SNCF : en lutte pour les salaires !06/07/20222022Journal/medias/journalnumero/images/2022/07/2814.jpg.445x577_q85_box-0%2C104%2C1383%2C1896_crop_detail.jpg

Dans les entreprises

SNCF : en lutte pour les salaires !

Les syndicats de la SNCF appelaient mercredi 6 juillet les cheminots à une grève nationale pour appuyer leurs revendications salariales lors d’une table ronde organisée ce même jour par la direction de la SNCF.

La veille, cette journée s’annonçait, avec des variations locales, comme un succès. La SNCF annonçait elle-même une circulation très amputée ce jour-là : en région parisienne, seul un train sur deux était prévu sur huit lignes de RER, et un seul train sur trois sur les lignes H et P. Sur les TER, deux trains sur cinq étaient prévus en moyenne et seulement un Intercités sur trois. Certaines lignes TER ou Intercités ne disposaient d’aucun train. À Nantes, sur 507 TER, 140 devaient circuler. Même la circulation des TGV, priorité de la direction, était perturbée, 20 à 33 % des TGV étant supprimés.

Si la grève s’annonçait forte, c’est tout d’abord en raison du blocage des salaires. En effet, la valeur du point est gelée à la SNCF depuis 2014 alors que les prix flambent. Le saupoudrage de primes diverses ne fait plus le compte et beaucoup disent qu’il faut de véritables augmentations de salaires. À cela s’ajoute, dans de nombreux secteurs, une nette dégradation des conditions de travail et des roulements en raison du manque d’effectifs et de matériel.

Dans les semaines et les jours qui ont précédé cette grève, de nombreux mouvements locaux ont d’ailleurs éclaté, avec ou sans préavis, comme chez les conducteurs de la région de Paris Saint-Lazare ou de Paris-Nord, montrant que le mécontentement était partagé. Des débrayages sur les salaires ont aussi été massivement suivis aux ateliers de maintenance TGV du Landy. La grève s’y annonçait très forte le 6. Un cheminot disait : « Le 6, il faut qu’on tape dur ! ». Il en allait de même par exemple aux ateliers du dépôt de Rennes. Le tram-train dans l’ouest de Lyon s’annonçait totalement à l’arrêt, 100 % des conducteurs, souvent très jeunes, s’étant déclarés grévistes.

En revanche, à l’approche du 6, d’autres secteurs restaient plus attentistes, comme dans certains technicentres de maintenance où il fallait convaincre pour entraîner dans la grève.

La préparation à cette journée par les militants syndicaux a été variable suivant les secteurs. Mais il est notable que, par exemple, à la manifestation contre l’ouverture à la concurrence rassemblant à Lyon le 29 juin 2 500 cheminots CGT de tout le pays, avec prise de parole de leur secrétaire fédéral, Laurent Brun, pas un tract mentionnant la journée du 6 juillet n’a été distribué.

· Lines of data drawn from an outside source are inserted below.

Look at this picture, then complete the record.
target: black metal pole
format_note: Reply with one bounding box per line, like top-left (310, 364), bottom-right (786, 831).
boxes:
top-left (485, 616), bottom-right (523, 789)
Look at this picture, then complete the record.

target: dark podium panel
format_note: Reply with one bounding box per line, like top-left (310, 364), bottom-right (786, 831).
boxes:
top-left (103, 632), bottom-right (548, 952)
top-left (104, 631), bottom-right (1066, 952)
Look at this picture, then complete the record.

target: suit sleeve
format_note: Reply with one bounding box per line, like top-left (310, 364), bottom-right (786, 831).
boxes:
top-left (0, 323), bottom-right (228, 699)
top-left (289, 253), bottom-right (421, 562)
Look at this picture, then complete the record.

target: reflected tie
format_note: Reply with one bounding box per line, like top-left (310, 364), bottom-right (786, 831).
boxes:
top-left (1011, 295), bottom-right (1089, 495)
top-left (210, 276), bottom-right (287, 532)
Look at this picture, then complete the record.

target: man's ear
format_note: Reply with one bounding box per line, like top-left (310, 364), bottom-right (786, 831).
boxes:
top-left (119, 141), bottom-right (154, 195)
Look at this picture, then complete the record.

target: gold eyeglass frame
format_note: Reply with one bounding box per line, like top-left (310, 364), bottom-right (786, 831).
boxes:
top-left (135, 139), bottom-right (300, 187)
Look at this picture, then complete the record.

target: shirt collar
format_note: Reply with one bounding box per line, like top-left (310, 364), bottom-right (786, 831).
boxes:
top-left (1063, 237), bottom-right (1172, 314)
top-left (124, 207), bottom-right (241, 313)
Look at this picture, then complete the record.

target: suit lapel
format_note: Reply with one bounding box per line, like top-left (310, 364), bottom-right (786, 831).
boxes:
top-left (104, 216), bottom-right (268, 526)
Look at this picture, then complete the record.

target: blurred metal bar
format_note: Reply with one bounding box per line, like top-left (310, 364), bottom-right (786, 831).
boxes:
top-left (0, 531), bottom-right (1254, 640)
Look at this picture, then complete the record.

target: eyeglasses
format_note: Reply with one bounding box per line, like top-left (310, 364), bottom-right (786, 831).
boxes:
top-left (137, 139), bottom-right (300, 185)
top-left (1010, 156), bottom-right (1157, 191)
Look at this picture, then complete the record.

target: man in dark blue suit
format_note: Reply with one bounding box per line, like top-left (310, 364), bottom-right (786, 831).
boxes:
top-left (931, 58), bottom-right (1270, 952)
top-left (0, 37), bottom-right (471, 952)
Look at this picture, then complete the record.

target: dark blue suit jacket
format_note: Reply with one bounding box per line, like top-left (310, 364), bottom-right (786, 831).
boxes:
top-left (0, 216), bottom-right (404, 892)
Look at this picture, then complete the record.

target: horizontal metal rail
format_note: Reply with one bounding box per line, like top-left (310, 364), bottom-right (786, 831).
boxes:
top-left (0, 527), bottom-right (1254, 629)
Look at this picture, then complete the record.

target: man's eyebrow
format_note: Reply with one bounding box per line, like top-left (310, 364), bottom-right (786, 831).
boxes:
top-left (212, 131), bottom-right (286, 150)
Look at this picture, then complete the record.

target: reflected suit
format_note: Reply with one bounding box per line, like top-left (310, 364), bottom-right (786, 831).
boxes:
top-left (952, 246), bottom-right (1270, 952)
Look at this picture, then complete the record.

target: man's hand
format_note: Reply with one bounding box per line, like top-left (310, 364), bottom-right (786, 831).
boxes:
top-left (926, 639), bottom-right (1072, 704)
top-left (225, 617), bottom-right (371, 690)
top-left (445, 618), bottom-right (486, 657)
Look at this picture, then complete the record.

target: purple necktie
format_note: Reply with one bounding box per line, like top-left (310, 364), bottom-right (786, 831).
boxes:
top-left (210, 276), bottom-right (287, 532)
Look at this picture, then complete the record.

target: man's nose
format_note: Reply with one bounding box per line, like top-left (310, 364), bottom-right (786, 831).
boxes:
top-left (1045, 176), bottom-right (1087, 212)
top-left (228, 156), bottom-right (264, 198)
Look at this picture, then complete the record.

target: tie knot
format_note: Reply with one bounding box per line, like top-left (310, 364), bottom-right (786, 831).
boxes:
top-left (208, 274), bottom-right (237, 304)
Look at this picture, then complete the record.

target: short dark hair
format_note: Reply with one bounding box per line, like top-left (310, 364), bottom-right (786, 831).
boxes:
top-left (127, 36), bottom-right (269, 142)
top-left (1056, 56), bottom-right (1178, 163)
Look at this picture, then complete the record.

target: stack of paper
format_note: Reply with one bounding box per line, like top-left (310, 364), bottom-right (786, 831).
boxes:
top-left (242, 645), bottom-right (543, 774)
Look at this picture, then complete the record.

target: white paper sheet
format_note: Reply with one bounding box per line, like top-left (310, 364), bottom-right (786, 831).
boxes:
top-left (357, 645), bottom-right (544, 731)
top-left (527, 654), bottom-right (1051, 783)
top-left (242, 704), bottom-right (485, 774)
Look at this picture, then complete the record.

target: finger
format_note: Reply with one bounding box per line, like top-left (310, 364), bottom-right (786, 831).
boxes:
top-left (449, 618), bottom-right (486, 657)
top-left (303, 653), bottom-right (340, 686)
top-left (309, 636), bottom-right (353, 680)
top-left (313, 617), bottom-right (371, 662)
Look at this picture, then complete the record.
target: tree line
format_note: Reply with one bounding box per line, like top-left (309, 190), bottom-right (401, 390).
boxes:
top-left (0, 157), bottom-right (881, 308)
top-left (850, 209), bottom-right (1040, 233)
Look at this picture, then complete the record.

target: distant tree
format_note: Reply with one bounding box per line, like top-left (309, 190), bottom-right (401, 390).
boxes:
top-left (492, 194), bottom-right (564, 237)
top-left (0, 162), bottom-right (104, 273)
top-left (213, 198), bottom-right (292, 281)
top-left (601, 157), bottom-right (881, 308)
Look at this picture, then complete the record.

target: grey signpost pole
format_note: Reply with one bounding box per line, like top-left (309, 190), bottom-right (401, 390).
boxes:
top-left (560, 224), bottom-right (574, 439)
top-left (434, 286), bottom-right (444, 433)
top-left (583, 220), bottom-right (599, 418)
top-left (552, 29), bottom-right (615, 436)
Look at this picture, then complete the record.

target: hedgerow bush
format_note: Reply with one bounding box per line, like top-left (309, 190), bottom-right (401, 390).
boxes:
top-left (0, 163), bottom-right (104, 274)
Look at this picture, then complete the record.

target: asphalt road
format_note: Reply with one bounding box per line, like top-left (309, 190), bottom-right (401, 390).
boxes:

En règle générale, aucune manifestation ou rassemblement régional n’était organisé par les dirigeants syndicaux le 6 juillet, ni même parfois d’assemblée, suscitant la surprise de certains cheminots, comme au Landy. Et dans les médias et les tracts, les dirigeants syndicaux, tant de Sud-Rail que de la CGT ou la CFDT, prenaient bien soin de préciser qu’il s’agissait d’une grève « carrée » pour appuyer les négociations et ne souhaitaient visiblement pas que les cheminots puissent décider eux-mêmes de la suite à donner, pas plus que de leurs revendications. Laurent Brun déclarait la veille du 6 : « Pour l’instant, on ne présage pas de l’échec des négociations. (…) On reprogrammera des suites à la rentrée, si les réponses ne sont pas à la hauteur de ce qu’on attend. »

En tout cas, les directions syndicales, tout en étant à l’origine de cette première riposte, ne tenaient manifestement pas à laisser les grévistes décider eux-mêmes de cette suite, quelle qu’elle soit, ni de juger par eux-mêmes des résultats des négociations.

Malgré ces limites, le succès du 6 juillet dans de nombreux secteurs ne peut qu’aller dans le sens de préparer la mobilisation générale indispensable du monde du travail pour imposer de réelles augmentations générales de salaires et leur indexation sur les prix.